18. September 2016

Mimimi

Mimimi ist ein wunderschönes und ausgesprochen praktisches Wort. Es ist unglaublich hilfreich, wenn es darum geht sachliche Auseinandersetzung erst gar nicht bestreiten zu müssen und den adressierten Personen von vorneherein die Berechtigung zu entziehen sich zu beschweren.
So spart man sich nicht nur die Auseinandersetzung, man kann auch gleichzeitig ein Statement darüber abgeben, dass die Adressierten eigentlich eine Bande von Weicheiern sind, die gefälligst vom Herd wegbleiben sollen, wenn sie das Feuer nicht vertragen. Wunderschön. Einfach. Unsachlich. Und furchtbar praktisch.
Da ich keinen Facebookaccount habe, niemandem auf Twitter folge und auch ansonsten nicht unbedingt den neuen Medien anhänge, war mir das Wort Mimimi eigentlich eher als eine Äusserung des von mir hochgeschätzten Wissenschaftlers Beaker, Assistent von Dr. Honigtau Bunsenbrenner, bekannt. Aber, um das Kind gleich beim Namen zu nennen, seit sich die Anschläge auf die AfD häufen, ist es mir leider auch in diversen anderen Kontexten aufgefallen. Und nicht im positiven Sinne.
Sicher, als die erste Torte flog,haben es die meisten vermutlich viele noch witzig gefunden. Und von einem Anschlag zu sprechen, wäre wohl auch tatsächlich etwas Mimimi gewesen. Der kurz vorher stattgefundene, und weniger bekannte, Brandanschlag (da ist das Wort dann doch) auf das Auto der "Getorteten" war dann vielleicht dann doch nicht so Mimimi, zeigte aber bereits damals auf den sozialen Medien das Muster und die Marschrichtung klar auf (soll die dumme Tante sich halt nicht so anstellen). Als die gefrorene Torte dann Jörg Meuthen knapp verfehlte, war es wieder Mimimi, jedenfalls fand eine Auseinandersetzung darüber nicht statt. Sollen sich halt immer noch nicht so anstellen. Und vorgestern war es dann eben das Auto von Frauke Petry. Wobei, dem Himmel sei dank, im Moment ein technischer Defekt nicht ausgeschlossen werden kann, und, wenn es sich um keinen Defekt handelt, die Geschichte ja ohnehin nicht mehr interessant ist, weil die Medienöffentlichkeit inzwischen weiter gezogen ist (und Autos brennen ja bekanntlich ständig wegen technischer Defekte aus. Zumindest in Berlin.). Irgendwie höre ich schon wieder nur Mimimi. Wie lange ist eigentlich etwas Mimimi? Beaker ist ja bekanntlich, entgegen aller wissenschaftlichen Wahrscheinlichkeit, nie ernsthaft zu schaden gekommen.
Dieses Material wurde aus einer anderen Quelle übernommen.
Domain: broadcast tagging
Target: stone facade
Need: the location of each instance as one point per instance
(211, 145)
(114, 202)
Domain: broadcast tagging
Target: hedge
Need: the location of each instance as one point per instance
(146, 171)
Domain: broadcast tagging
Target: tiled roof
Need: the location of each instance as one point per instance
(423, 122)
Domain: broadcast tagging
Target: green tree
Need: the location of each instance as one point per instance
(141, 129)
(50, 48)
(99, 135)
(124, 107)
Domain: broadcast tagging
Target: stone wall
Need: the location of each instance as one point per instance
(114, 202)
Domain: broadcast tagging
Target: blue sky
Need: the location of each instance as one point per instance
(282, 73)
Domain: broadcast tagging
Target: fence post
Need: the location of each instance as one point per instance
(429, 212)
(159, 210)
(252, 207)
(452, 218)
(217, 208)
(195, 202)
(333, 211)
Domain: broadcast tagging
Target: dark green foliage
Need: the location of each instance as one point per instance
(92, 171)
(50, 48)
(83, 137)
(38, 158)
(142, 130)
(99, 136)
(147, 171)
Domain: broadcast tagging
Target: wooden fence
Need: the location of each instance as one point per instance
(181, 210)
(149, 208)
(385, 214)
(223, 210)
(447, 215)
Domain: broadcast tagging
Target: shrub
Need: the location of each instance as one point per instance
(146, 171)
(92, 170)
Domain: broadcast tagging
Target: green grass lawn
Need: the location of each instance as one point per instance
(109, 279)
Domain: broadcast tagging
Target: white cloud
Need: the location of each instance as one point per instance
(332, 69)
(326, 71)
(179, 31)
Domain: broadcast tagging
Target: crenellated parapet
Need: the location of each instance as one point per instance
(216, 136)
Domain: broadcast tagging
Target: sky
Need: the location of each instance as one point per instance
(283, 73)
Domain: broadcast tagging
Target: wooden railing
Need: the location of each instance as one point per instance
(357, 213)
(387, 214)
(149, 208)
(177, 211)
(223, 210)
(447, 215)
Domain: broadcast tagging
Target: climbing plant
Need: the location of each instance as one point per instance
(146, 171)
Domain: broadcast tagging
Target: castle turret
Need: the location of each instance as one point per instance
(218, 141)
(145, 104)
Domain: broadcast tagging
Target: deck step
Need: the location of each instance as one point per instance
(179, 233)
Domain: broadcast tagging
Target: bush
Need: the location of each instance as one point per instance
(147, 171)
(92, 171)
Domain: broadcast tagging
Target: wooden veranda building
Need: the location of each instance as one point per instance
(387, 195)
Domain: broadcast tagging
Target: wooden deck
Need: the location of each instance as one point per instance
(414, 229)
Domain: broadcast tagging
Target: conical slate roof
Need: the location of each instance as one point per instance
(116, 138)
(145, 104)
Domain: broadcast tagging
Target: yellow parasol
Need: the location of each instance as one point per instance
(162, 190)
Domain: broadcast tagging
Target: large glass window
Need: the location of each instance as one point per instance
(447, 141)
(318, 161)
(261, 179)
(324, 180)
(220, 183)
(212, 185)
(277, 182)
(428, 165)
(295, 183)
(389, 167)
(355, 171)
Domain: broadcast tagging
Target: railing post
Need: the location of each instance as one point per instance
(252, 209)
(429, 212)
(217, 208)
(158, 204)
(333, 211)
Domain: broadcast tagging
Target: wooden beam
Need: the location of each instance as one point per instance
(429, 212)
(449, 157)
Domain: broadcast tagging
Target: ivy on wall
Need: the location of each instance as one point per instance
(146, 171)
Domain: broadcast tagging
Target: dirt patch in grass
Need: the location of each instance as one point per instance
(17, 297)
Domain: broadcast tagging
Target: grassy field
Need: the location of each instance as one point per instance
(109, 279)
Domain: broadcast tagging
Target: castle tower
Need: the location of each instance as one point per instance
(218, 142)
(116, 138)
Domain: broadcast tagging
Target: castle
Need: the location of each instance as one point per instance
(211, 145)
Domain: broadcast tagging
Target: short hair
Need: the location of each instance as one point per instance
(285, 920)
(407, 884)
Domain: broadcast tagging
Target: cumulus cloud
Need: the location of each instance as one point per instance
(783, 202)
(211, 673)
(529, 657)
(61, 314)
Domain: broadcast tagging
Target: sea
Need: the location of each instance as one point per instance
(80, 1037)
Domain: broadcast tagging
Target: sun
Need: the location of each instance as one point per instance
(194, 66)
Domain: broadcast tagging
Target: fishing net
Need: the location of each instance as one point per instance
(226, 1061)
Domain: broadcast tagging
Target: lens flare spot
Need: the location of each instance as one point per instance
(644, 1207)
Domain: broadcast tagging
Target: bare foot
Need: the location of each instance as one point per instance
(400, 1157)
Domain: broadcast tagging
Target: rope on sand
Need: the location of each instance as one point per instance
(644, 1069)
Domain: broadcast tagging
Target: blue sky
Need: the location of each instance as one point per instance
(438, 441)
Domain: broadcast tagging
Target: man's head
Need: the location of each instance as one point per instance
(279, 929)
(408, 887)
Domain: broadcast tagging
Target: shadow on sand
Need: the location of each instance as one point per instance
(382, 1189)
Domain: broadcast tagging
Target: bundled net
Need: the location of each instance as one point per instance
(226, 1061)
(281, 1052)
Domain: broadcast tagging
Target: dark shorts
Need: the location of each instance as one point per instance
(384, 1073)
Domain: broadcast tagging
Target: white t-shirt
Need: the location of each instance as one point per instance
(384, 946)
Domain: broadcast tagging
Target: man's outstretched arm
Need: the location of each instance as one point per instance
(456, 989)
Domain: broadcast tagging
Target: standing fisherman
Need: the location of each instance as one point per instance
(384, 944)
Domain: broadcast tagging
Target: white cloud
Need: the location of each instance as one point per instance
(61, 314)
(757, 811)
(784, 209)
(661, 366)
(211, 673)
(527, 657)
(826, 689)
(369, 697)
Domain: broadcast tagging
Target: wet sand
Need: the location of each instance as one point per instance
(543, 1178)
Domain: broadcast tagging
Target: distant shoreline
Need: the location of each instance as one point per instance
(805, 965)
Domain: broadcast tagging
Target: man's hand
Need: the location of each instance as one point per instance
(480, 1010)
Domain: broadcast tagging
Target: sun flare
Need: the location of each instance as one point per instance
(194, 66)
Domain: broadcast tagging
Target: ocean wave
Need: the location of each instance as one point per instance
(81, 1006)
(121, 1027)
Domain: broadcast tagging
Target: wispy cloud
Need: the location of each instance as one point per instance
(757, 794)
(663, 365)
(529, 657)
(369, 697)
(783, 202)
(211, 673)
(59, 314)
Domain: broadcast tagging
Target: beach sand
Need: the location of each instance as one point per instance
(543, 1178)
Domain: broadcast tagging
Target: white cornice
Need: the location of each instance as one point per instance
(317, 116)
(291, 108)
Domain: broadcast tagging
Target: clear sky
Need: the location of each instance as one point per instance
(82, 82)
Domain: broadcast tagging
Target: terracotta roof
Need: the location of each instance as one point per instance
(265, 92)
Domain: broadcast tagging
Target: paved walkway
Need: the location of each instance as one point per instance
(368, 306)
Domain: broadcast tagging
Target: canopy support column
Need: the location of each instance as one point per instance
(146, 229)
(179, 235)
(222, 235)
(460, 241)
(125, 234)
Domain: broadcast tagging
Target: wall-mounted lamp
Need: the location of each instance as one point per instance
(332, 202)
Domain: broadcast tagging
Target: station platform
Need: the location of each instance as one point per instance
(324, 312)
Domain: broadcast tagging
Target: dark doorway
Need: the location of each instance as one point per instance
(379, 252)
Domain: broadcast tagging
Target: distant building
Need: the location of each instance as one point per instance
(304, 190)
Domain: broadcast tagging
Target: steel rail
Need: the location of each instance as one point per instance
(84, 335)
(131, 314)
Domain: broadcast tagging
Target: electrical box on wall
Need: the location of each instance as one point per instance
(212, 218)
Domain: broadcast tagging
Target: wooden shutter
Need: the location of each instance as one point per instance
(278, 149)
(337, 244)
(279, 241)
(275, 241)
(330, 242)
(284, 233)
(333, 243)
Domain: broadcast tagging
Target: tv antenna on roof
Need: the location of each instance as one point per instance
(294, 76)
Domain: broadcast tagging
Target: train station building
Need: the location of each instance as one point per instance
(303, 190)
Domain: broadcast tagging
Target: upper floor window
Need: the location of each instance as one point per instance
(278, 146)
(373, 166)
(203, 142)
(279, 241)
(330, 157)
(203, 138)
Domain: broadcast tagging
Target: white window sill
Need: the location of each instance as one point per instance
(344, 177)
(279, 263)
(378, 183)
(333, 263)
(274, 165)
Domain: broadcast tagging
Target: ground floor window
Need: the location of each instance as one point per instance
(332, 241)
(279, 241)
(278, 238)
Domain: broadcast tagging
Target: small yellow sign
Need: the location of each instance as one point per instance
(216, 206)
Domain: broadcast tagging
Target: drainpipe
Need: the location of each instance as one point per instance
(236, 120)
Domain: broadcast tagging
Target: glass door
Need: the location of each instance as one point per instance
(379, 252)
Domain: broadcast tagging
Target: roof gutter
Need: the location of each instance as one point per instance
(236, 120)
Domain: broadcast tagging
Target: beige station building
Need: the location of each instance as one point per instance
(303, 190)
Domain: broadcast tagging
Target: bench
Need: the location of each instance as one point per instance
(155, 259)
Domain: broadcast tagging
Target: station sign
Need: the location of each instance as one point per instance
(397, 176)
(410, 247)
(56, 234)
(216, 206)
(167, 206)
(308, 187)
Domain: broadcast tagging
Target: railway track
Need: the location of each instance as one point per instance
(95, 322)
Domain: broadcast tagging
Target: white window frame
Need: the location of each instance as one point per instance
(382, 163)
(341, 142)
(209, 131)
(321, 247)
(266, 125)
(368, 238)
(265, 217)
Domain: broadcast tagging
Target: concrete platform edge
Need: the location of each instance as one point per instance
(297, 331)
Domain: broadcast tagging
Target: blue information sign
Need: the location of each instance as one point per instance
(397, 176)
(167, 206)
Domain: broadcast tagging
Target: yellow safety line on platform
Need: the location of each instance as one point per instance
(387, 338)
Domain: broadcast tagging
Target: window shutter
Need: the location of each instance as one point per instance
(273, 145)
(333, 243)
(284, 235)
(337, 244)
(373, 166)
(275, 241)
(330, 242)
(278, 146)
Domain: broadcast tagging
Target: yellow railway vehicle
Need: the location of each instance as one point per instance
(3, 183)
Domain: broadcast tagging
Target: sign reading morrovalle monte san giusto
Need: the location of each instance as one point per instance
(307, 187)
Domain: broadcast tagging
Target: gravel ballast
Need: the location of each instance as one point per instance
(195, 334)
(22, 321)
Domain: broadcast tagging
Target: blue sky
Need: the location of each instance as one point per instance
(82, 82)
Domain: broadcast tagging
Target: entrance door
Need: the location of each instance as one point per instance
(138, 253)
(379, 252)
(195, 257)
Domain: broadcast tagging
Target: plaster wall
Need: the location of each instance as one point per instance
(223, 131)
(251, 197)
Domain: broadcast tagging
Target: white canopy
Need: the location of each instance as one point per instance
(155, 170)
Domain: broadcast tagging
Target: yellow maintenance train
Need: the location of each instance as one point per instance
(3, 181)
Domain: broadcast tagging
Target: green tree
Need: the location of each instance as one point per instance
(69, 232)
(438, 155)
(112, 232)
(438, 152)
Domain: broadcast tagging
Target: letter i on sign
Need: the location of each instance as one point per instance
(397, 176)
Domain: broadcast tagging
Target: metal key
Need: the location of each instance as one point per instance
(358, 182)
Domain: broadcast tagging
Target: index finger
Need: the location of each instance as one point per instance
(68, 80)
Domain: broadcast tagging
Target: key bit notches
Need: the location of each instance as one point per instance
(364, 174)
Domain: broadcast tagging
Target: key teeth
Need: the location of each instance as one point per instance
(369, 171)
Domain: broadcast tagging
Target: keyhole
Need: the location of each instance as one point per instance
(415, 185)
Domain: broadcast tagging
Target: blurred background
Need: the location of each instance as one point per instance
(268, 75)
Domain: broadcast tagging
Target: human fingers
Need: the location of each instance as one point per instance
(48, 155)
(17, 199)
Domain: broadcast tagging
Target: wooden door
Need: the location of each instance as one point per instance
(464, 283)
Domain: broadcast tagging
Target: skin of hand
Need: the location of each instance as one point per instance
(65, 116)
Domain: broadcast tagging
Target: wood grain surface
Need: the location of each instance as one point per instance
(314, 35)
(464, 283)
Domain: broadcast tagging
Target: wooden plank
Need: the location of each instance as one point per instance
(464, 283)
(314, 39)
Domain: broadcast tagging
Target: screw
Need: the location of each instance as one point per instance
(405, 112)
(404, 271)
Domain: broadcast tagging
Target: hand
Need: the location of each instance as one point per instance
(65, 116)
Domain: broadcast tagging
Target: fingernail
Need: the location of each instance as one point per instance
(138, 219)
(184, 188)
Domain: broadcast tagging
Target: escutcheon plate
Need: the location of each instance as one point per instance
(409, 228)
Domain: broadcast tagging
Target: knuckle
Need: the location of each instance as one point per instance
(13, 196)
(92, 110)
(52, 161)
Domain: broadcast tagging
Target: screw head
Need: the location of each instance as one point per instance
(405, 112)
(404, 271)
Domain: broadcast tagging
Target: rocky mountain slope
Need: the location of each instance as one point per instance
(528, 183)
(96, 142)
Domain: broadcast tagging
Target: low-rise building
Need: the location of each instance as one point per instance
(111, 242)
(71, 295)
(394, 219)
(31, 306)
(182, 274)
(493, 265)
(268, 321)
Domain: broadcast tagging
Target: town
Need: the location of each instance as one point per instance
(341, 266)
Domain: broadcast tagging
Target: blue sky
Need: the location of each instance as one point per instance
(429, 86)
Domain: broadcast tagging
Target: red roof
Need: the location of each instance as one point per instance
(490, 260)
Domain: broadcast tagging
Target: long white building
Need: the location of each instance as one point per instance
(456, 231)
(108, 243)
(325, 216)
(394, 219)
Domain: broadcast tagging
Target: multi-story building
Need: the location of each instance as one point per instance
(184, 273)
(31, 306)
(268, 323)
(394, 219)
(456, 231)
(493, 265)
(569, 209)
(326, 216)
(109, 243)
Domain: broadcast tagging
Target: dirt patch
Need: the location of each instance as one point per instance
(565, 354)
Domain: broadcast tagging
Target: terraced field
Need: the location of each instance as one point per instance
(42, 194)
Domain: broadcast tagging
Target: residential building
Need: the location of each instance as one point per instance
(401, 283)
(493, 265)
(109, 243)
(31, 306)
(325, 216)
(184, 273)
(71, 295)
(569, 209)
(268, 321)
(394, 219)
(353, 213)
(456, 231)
Rudi Dutschke dagegen ist tot. Mimimi anyone? Oder ist es erst dann kein Mimimi mehr, wenn jemand erschossen worden ist? Oder reichen schon gebrochene Knochen? Ist ne ganz ernsthafte Frage. Weil gebrochene Knochen mit Sicherheit nicht mehr fern sind. Menschen, die Autos anzünden, Scheiben einwerfen, Buttersäure abkippen und mit Eis auf andere werfen, werden auch kein Problem damit haben den einen oder anderen Arm oder Schädelknochen zu zertrümmern. Und da sind wir bald. Mimimi? Wie würden Sie sich fühlen, lieber Leser, wenn Sie mit ihren Kindern zuhause sind, und jemand einen Stein durch das Fenster ihres Nachbarzimmers wirft? Doch nicht so Mimimi? 
Ich kann nur hoffen, dass wenn sich die Eskaltion wieder ein bischen weiter getrieben hat, und ich habe wenig Zweifel, dass das irgendwann passieren wird, dem einen oder anderen das Mimimi im Halse oder wenigstens in der Tastatur stecken bleibt. Ich kanns jedenfalls nicht mehr hören. Muss immer erst jemand drauf gehen, bis ein Nachdenken einsetzt ? Musste Dutschke erst die Kugeln im Kopf haben, bis man bei Springer begriffen hat, wohin die Eskalation führt? Mimimi, ich weiss. Und Frau Petry kann sich halt ein neues Auto kaufen. Ist ja auch was schönes.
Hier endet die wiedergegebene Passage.